Sahte Belge ve Diploma Skandalı Meclis Gündeminde
DEM Parti İstanbul Milletvekili Cengiz Çiçek, Türkiye’yi sarsan sahte belge ve diploma şebekesinin faaliyetlerini, kamu kurumlarındaki ihmalleri ve dijital sistemlerdeki açıkları Türkiye Büyük Millet Meclisi’nin (TBMM) gündemine taşıdı. Çiçek, konunun tüm boyutlarıyla araştırılması için bir Meclis araştırma önergesi sundu.
Çiçek, Türkiye’nin hem teknik altyapısında hem de toplumsal yapısında ciddi bir güven ve meşruiyet krizi yaşandığını vurguladı. Devletin dijital sistemlerine sızarak yüzlerce sahte belge düzenleyen bu organize suç şebekesinin varlığının, sadece bireysel suçları değil, aynı zamanda devletin denetim ve hesap verebilirlik mekanizmalarının çöküşünü de gösterdiğini belirtti.
“E-DEVLET, YÖKSİS VE MEB SİSTEMLERİNE YETKİSİZ ERİŞİM SAĞLANDI”
Ankara Cumhuriyet Başsavcılığı’nın yürüttüğü soruşturmaya dikkat çeken Çiçek, “Sahte diploma, transkript, sürücü belgesi ve sınav belgelerinin üretildiği geniş çaplı bir sahtecilik ağı ortaya konmuştur” dedi. İçişleri Bakanı Ali Yerlikaya’nın açıklamalarını hatırlatan Çiçek, operasyonlara dair şu bilgileri paylaştı:
- Farklı tarihlerde 23 ilde ve 16 ilde operasyonlar düzenlendi.
- Toplam 197 şüpheli yakalandı.
- Yakalananlardan 37’si tutuklandı, 150’si hakkında adli kontrol kararı verildi.
- Soruşturma kapsamında 57 üniversite diploması, 4 lise diploması ve 108 sürücü belgesinin sahte olduğu tespit edildi.
Milletvekili, suç ağının Bilgi Teknolojileri ve İletişim Kurumu (BTK), Yükseköğretim Kurulu (YÖK) ve Millî Eğitim Bakanlığı (MEB) gibi kurumların üst düzey yöneticilerine ait e-imzaları kopyalayarak e-Devlet, YÖKSİS ve MEB sistemlerine sızdığını ifade etti.
Sahtecilik Ağı Nasıl İşliyordu?
Çiçek, iddianamede yer alan bilgilere göre şebekenin çalışma yöntemini şöyle aktardı:
“TÜRKTRUST ve E-İMZATR adlı elektronik sertifika sağlayıcılarının Adana, Mersin, Hatay, Ankara ve İstanbul’daki bayileri üzerinden sahte T.C. kimlik kartları ve sürücü belgeleriyle e-imzalar üretilmiştir.

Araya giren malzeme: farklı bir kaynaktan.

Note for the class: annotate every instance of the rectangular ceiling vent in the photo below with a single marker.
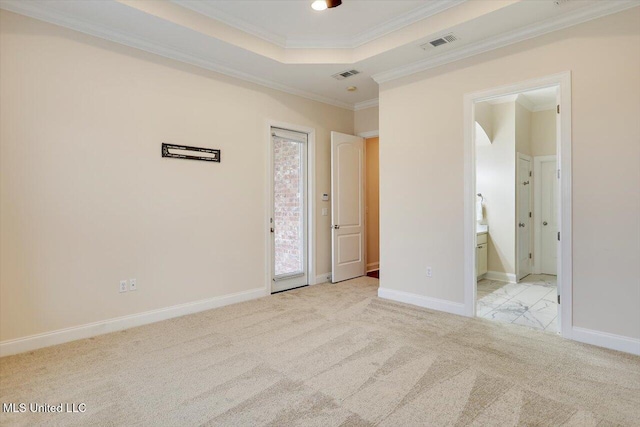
(449, 38)
(343, 75)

Bu e-imzalarla Gazi, Atatürk, Ege, Mersin, İnönü, Yıldız Teknik ve İbrahim Çeçen Üniversitelerinin sistemlerine girilmiş; sahte mezuniyet kayıtları oluşturulmuş ve sınav sonuçları manipüle edilmiştir.”
Şebekenin sosyal medya üzerinden “e-Devlet garantili diploma” ilanları vererek müşteri bulduğunu belirten Çiçek, sahte belgeler için 50 bin TL ile 2,5 milyon TL arasında değişen ücretler talep edildiğini ve ödemelerin bir kısmının kripto para ile yapıldığını ekledi.
“Sahte Belgelerle Göreve Başladılar” İddiası ve Siyasi Boyut
Skandalın boyutlarına dikkat çeken Çiçek, şebeke lideri olduğu iddia edilen Ziya Kadiroğlu‘nun geçmişte benzer suçlardan hapis cezası almasına rağmen Düzce Üniversitesi’nde doktora programına kabul edildiği iddiasını gündeme getirdi. Çiçek, “Yaklaşık 400 akademisyen ve 40 milletvekilinin sahte belgelerle göreve başladığı ileri sürülmüştür. Bu iddialar resmi makamlarca doğrulanmamış olmakla birlikte; soruşturmanın genişliği ve siyasete uzanan boyutları, kamuoyunda ciddi şüphelerin oluşmasına neden olmuştur” dedi.
“Türkiye Bu Tarz Suç Yapılarının Üreticisi Haline Geldi”
BTK’nın üst düzey yöneticilerinin e-imzalarının kopyalandığı iddialarına rağmen kurumun sessiz kalmasını eleştiren Çiçek, bu durumun güven krizini derinleştirdiğini söyledi. Kamu yönetiminde liyakat ve hesap verebilirlik ilkelerinin tasfiye edildiğini belirten Çiçek,
“Yakın geçmişte gündeme gelen ‘yeni doğan bebek çetesi’ vakasında olduğu gibi, Türkiye artık bu tarz suç yapılarının üreticisi ve taşıyıcısı haline gelmiştir”
ifadelerini kullandı. Çiçek, Meclis’in derhal devreye girerek bu şebekenin tüm bağlantılarını, kamu ihmallerini ve siyasi sorumluluk zincirini ortaya çıkarmak için bir Araştırma Komisyonu kurmasının zorunlu olduğunu vurguladı.